De deskundigen Berger en Weersma hebben geconcludeerd dat verdachte ten tijde van het ten laste gelegde leed aan een ziekelijke stoornis van de geestvermogens in de vorm van een psychotische stoornis, te weten schizofrenie. Daarnaast is sprake van een matige tot ernstige stoornis in alcohol, cannabis en amfetaminegebruik.
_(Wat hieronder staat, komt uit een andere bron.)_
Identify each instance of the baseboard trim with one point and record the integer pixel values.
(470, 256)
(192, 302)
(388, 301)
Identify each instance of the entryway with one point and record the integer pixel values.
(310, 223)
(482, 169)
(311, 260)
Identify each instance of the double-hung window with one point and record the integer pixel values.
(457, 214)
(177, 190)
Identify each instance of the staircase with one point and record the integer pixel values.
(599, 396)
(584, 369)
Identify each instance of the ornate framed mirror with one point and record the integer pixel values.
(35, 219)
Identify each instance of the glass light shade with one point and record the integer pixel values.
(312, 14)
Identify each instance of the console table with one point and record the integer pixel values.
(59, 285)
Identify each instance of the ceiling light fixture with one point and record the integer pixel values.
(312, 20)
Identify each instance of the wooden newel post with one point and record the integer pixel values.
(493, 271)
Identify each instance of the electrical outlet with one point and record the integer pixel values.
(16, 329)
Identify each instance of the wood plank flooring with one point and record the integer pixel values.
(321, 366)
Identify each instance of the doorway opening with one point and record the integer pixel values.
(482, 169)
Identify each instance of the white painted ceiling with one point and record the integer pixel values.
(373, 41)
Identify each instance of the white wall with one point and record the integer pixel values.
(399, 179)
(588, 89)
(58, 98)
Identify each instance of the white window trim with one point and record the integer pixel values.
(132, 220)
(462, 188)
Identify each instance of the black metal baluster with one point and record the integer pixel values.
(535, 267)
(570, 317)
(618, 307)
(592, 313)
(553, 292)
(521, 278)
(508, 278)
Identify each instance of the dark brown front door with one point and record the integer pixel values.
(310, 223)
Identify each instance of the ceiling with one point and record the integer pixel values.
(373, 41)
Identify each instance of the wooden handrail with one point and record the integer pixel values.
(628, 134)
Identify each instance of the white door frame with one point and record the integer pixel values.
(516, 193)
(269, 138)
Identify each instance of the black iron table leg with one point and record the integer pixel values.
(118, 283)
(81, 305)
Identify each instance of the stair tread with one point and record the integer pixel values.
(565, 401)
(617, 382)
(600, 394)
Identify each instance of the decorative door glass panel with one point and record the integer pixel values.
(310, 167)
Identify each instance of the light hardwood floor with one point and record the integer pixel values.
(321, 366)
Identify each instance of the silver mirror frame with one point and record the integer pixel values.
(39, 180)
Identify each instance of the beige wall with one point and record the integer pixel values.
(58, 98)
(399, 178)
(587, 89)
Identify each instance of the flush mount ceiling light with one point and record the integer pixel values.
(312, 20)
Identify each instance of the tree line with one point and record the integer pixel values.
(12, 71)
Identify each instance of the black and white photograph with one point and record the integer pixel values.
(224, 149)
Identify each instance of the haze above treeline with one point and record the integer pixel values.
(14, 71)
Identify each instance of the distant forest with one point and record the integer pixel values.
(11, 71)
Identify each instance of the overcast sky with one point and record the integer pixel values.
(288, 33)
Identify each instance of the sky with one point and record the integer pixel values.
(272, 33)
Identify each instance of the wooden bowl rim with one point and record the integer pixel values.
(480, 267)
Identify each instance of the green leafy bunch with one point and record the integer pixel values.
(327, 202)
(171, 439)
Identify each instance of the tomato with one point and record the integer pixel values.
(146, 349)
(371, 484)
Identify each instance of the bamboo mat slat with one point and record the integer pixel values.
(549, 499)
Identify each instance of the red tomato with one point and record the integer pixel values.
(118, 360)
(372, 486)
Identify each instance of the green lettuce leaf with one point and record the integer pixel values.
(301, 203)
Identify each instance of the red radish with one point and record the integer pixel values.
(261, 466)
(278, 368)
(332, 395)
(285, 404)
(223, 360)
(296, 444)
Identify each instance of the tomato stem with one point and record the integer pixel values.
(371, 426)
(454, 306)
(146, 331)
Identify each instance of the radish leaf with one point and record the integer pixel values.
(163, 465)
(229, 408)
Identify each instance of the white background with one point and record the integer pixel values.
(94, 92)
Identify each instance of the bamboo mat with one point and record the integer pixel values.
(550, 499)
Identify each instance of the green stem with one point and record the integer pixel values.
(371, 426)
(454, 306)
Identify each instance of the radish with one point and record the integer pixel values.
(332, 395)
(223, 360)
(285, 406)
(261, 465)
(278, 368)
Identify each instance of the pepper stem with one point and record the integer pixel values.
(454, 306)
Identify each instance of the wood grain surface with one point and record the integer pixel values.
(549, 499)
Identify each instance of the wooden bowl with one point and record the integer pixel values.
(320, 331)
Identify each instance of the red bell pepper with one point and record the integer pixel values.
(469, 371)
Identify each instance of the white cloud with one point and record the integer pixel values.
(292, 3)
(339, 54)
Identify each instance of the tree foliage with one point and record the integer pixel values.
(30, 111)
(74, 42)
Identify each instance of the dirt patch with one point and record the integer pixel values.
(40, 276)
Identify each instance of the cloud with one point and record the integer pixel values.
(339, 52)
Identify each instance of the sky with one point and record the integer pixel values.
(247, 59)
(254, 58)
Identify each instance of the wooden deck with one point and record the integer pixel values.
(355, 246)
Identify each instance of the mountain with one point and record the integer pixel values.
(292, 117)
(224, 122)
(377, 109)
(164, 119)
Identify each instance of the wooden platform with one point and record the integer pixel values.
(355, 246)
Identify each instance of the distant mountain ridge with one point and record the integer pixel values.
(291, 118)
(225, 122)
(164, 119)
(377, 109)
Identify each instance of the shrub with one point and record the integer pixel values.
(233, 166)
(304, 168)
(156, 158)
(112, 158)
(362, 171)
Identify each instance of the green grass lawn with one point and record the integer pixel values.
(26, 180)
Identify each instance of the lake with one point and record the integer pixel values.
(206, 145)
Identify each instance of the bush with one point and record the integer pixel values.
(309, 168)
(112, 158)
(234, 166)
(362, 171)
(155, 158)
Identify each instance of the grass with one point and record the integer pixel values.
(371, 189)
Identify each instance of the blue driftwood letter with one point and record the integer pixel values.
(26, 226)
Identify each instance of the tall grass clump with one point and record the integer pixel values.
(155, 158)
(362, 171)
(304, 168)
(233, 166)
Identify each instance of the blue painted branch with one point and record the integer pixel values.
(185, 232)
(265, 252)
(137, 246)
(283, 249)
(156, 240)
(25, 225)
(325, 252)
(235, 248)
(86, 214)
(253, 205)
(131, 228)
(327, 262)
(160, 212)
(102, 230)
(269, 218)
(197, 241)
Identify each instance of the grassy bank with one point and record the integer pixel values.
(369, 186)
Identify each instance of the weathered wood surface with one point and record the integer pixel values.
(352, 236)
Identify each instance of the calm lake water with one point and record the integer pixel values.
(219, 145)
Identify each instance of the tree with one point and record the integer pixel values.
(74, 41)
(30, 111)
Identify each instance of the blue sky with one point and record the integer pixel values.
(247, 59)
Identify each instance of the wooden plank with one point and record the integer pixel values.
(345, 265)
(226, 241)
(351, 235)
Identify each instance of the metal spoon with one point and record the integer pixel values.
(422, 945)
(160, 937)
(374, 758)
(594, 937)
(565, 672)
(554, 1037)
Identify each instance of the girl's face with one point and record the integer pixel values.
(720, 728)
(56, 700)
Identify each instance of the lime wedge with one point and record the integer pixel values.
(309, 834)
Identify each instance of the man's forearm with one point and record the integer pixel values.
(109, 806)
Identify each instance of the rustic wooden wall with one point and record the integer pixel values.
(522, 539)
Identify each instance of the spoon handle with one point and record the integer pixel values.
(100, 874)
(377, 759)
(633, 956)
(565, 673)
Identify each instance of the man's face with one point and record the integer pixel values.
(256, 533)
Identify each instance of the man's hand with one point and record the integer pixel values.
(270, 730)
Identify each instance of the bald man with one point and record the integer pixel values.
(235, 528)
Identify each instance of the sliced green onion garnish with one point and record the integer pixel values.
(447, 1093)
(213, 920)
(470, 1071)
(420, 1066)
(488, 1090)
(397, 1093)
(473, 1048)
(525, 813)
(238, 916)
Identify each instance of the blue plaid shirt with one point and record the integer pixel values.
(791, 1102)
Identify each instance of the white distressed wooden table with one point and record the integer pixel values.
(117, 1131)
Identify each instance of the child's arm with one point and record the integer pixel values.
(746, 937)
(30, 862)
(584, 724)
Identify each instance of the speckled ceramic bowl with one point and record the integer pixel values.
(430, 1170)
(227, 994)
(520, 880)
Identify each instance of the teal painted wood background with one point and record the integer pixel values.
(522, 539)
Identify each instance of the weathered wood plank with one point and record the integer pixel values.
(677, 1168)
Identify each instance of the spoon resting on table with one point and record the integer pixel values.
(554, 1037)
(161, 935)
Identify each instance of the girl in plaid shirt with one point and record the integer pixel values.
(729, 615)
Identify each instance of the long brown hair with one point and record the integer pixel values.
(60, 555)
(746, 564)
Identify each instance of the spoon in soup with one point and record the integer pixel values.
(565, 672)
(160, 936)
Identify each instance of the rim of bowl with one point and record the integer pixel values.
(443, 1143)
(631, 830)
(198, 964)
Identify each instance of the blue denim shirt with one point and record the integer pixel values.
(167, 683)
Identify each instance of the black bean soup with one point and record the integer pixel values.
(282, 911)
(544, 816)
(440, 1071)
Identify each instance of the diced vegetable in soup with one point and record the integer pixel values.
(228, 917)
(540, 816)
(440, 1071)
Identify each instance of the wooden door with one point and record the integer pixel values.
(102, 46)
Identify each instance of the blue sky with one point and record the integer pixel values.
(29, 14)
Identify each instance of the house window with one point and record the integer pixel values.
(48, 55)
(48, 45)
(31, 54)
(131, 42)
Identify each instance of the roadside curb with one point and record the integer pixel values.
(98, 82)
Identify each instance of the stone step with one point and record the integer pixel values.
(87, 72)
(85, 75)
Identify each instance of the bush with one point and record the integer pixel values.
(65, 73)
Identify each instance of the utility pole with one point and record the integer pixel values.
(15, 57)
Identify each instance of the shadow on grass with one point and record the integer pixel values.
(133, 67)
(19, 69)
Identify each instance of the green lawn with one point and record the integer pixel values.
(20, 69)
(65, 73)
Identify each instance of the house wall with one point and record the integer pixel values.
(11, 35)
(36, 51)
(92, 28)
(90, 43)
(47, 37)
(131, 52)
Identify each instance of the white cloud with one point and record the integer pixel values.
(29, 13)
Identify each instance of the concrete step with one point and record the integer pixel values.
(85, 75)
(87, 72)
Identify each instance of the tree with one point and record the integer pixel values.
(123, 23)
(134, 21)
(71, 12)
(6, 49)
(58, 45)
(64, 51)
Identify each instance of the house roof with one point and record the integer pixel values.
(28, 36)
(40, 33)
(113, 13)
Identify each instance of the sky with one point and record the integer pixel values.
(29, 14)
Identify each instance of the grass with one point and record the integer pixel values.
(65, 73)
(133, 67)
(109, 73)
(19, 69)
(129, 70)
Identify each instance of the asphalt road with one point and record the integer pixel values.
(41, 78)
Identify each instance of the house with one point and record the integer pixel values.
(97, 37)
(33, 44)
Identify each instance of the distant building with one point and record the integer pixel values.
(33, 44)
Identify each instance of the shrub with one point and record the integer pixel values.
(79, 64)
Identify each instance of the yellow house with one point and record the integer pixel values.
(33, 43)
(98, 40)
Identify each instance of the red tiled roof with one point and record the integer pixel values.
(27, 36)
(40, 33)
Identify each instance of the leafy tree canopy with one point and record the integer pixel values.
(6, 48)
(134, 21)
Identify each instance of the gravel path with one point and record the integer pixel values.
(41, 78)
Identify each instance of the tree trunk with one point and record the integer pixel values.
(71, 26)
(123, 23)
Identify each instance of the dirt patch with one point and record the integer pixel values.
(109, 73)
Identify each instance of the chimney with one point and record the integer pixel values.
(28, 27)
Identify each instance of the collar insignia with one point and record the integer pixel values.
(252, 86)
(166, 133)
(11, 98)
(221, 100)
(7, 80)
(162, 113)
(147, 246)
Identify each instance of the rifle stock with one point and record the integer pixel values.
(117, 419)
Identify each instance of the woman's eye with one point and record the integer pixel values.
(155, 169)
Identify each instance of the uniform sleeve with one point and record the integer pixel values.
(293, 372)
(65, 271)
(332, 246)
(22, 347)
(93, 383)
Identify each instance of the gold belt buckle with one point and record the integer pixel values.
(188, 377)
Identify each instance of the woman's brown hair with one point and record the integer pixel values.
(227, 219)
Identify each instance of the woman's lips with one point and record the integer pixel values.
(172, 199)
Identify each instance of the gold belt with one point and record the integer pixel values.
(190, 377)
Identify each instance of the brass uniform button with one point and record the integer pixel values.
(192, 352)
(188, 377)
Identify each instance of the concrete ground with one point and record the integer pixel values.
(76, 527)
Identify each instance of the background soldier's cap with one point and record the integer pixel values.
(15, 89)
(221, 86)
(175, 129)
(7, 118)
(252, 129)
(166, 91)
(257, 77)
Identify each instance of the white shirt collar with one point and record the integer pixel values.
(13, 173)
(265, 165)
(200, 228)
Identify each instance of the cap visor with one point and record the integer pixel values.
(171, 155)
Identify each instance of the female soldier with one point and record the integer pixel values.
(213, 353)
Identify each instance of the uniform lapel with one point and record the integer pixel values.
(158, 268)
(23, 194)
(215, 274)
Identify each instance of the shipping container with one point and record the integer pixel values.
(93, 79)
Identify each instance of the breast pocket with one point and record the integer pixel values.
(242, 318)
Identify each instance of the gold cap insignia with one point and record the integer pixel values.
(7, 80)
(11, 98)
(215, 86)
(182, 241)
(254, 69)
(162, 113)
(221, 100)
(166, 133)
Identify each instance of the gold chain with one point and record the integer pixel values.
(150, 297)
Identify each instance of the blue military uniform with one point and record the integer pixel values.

Berger en Weersma schrijven dat verdachte ervan overtuigd is dat zij en het slachtoffer een voorbestemde liefde hebben die door God is ingegeven. Zij handelt voortdurend in overleg met God en hierdoor is er geen ruimte voor begrenzingen. Zij lijdt aan religieuze-, erotomane-, beïnvloedings- en betrekkingswanen, waardoor haar volledige gedrag gestuurd wordt door een psychotische gedachtegang. De invloed van alcohol- en drugsgebruik heeft een versterkend effect op de wanen en dus ook op de gedragingen die daaruit voortvloeien. Het gedrag komt geheel voort uit de stoornis van verdachte en zij heeft geen enkel ziekte-inzicht.
Berger en Weersman hebben op grond van het vorenstaande geconcludeerd dat het ten laste gelegde niet aan verdachte is toe te rekenen.
De deskundige Weenink heeft geconcludeerd dat verdachte ten tijde van het tenlastegelegde leed aan een ziekelijke stoornis van de geestvermogens. Er is bij verdachte sprake van schizofrenie, onafgebroken, en van middelenproblematiek op het gebied van alcohol, hasj en speed.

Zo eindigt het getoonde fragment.